Improving Previsit Processess to Maximize Postvisit Collections
As most of us know, poor previsit processes create havoc on a practice’s ability to post, bill, and collect for services rendered (Petaschnick J. Health Care Collector. 2007;20:1,10-12). A previsit process that is laden with errors, variation, and waste will result in an increase not only in denials and lost revenue, but also in cost associated with catching and correcting errors on the back end.
Previsit processes also can be tied directly to patient satisfaction. Perhaps the most obvious is the dissatisfaction that arises when charges are denied as a result of incorrect billing (Lloyd J. Receivables Report. 2011;26: 1,10). Dissatisfaction can be compounded when patients experience anxiety and worry associated with a lack of understanding about their out-of- pocket liability before they have received services. Because the financial obligation for oncology patients continues to grow, patients now are seeking alternatives and options, both medically and financially.
To decrease the cost of collections and to meet the patient’s expectation to be educated fully about their financial liability, Kansas City Cancer Center, a multispecialty oncology and hematology practice with 7 primary sites of service in the Kansas City metro area, evaluated its previsit processes to incorporate a complete, accurate, and timely verification of benefits before rendering services.
Identifying the Problems
In the winter of 2009, Kansas City Cancer Center practice leadership identified a clear opportunity to decrease the number of denied claims. Upon closer examination, they found that 3 of the top 5 denial codes resulted directly from a failure to collect and/or verify the appropriate information at the time of preregistration. These denial codes included: Services Covered by Another Payer, Services Not Covered by This Payer, and Coverage Termed.
To evaluate the preregistration process in more detail, the practice assembled a cross-functional team and created a standard definition of “complete preregistration”: collecting 100% of the following data elements before the date of service, with 100% accuracy, 100% of the time:
- Patient name (first, middle, last)
- Date of birth
- Primary and secondary policy and group numbers
- Plan addresses
- Subscriber demographics (name, date of birth, gender, Social Security number, and employer).
Next, the practice measured how well this standard was being met. By counting both missing and inaccurate data, the team calculated a defect rate of 52%. This deficiency was causing work to be duplicated in the form of error correction and time spent locating missing information. In addition, there consistently were defects that made it downstream, which resulted in denials and additional replicated work.
At this point, they set out to determine the root causes of the incomplete preregistrations in order to apply the most effective solutions. They identified variation in process between multiple sites of service; excessive touches or hand-offs without clearly defined roles, responsibilities, or accountability; use of inadequate or outdated paper forms resulting in missing, inaccurate, or illegible information; and simple errors in obtaining and recording data elements such as group numbers, insurance plans, dates of birth, subscriber information, and plan numbers.

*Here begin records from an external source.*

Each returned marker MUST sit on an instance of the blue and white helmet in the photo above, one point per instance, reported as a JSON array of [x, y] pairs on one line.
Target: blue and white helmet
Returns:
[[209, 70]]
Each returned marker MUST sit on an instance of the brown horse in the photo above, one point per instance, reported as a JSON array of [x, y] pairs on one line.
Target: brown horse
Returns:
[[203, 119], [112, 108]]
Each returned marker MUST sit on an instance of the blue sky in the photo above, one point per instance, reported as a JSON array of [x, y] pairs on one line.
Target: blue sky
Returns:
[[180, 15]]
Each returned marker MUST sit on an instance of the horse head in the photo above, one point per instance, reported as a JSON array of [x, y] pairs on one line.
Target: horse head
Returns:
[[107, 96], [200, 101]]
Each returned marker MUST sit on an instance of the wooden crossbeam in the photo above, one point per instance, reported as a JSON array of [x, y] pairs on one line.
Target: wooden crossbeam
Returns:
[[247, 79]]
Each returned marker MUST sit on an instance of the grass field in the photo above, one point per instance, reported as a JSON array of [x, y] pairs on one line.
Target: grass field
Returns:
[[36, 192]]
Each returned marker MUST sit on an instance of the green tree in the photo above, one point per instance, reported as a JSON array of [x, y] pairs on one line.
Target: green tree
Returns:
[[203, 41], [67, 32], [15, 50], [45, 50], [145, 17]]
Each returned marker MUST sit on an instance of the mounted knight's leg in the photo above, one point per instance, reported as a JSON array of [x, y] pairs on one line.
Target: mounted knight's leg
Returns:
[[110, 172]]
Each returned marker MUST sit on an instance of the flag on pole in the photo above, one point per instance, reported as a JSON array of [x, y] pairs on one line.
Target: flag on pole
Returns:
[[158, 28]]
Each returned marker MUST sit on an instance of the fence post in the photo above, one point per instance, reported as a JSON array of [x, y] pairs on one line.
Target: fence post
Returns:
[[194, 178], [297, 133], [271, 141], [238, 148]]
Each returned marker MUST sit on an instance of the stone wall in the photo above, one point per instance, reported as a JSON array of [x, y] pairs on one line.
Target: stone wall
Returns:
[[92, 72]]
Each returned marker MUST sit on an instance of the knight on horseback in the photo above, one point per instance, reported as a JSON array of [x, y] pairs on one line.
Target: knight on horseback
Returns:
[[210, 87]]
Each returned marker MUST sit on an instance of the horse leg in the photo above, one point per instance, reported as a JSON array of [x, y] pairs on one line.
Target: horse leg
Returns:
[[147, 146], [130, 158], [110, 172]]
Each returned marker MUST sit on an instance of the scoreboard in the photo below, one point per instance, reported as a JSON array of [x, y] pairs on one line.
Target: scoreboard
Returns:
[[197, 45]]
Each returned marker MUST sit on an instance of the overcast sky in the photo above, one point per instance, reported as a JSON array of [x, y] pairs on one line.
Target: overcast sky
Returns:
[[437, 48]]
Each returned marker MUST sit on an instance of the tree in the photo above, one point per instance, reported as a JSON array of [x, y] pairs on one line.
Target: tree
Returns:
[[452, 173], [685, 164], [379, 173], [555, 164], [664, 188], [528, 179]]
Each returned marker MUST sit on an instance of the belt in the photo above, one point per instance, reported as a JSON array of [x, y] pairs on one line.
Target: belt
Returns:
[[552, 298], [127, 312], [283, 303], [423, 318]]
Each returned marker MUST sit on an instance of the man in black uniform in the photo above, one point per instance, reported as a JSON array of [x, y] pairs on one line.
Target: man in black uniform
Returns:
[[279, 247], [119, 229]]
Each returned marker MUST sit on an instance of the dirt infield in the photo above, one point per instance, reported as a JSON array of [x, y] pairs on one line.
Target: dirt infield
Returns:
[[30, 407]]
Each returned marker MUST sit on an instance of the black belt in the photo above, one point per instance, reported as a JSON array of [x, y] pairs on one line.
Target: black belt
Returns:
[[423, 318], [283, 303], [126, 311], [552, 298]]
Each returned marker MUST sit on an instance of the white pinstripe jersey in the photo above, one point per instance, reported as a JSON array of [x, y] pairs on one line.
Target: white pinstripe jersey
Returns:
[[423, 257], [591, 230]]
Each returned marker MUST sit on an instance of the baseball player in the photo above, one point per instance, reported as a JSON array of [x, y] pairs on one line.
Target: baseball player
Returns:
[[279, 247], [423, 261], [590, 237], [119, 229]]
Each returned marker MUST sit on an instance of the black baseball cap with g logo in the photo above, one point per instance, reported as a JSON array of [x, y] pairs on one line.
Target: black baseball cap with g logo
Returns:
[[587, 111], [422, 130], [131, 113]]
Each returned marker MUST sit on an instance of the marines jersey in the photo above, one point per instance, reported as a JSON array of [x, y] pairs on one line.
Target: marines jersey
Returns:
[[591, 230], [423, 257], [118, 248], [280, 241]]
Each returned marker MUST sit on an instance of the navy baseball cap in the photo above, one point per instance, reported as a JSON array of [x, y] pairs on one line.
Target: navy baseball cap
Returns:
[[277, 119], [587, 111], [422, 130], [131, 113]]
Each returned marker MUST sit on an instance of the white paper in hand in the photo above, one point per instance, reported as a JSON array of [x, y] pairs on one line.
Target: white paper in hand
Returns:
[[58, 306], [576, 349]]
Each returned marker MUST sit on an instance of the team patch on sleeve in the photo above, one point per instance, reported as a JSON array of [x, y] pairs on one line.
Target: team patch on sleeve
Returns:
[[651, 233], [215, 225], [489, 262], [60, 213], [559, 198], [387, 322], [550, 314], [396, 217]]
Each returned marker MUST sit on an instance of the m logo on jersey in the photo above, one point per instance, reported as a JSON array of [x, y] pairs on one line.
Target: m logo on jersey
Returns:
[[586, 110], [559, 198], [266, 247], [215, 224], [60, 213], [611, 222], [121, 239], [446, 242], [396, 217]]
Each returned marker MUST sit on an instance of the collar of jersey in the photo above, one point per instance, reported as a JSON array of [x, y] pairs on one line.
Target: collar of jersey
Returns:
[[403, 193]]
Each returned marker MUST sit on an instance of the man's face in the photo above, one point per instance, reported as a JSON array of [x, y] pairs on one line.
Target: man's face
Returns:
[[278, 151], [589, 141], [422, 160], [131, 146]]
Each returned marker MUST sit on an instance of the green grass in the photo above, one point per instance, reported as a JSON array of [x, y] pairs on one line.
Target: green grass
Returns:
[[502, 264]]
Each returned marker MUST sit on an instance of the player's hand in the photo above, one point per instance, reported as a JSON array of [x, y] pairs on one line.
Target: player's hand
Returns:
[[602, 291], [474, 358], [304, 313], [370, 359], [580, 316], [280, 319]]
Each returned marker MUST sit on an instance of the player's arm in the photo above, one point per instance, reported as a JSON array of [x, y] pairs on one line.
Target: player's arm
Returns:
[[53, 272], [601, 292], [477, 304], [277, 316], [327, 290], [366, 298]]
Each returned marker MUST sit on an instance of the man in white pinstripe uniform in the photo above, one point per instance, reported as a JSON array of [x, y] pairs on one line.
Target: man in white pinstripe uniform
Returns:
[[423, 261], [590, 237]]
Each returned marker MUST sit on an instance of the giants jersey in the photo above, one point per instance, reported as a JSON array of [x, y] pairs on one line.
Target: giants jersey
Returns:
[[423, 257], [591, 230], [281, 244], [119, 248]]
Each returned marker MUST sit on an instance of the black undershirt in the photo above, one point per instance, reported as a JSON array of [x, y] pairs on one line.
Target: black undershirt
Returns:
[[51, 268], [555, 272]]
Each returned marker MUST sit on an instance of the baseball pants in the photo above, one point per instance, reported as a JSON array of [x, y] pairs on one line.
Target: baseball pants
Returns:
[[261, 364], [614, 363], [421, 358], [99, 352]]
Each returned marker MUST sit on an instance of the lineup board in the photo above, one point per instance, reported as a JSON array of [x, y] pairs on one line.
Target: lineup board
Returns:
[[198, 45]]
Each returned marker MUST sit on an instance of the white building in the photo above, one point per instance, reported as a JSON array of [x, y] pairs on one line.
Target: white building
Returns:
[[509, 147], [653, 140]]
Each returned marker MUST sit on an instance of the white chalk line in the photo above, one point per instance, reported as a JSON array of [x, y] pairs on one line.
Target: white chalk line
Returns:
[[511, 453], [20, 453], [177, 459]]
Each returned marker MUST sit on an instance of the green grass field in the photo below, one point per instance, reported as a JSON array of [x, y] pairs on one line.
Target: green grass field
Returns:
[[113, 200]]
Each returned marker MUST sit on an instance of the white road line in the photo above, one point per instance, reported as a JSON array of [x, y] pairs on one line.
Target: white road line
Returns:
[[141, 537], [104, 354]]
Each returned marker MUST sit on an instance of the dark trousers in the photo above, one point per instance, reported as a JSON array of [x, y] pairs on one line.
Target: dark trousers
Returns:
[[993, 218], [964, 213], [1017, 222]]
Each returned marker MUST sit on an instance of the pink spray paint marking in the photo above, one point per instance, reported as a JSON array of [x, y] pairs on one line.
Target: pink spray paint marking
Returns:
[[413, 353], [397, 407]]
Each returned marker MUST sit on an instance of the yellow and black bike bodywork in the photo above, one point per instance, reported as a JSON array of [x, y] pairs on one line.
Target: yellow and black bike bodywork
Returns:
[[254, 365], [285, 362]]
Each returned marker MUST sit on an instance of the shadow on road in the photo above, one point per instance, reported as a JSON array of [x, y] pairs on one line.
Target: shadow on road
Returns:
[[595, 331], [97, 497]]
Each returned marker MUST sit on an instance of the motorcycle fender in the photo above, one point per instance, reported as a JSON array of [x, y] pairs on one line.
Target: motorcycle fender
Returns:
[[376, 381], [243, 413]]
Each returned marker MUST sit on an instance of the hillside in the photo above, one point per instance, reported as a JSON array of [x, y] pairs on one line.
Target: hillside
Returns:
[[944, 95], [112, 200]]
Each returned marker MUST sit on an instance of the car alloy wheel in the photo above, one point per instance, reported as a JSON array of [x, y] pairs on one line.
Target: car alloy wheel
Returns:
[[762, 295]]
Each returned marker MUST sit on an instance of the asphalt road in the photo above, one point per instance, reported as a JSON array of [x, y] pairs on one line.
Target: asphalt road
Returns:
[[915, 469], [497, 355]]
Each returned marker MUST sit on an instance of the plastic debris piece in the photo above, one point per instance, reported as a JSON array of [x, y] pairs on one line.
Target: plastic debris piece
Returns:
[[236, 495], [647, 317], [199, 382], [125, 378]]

To address the flaws in the processes, the practice developed a centralized team of preregistration liaisons (PRLs) to complete accurate and timely preregistrations for all new patients. After a patient is scheduled at any location (most new patient appointments are scheduled by the patient’s referring office), a PRL contacts the patient within 48 hours to obtain his or her address, phone number, emergency contacts, insurance information, and other pertinent demographics. While on the phone, the PRL answers any questions regarding the upcoming visit, such as directions to the clinic or information about the provider or practice.
The PRL then contacts the insurance company to verify benefits, including deductibles, copays, and coinsurance. This information is scanned into the practice management system for access by the site of service. After the treatment has been ordered, the process is picked up by the clinic’s financial counselor, who educates the patient about his or her potential liability and identifies payment assistance if needed.
With the development of this new team and processes, the preregistration defect rate ultimately decreased from 52% to 2%, which the practice continues to maintain today. By identifying an opportunity for improvement, defining quality from the customer’s perspective, collecting data, and targeting root causes, practices can make improvements to their previsit processes that will decrease costs, increase revenue, and maintain patient satisfaction.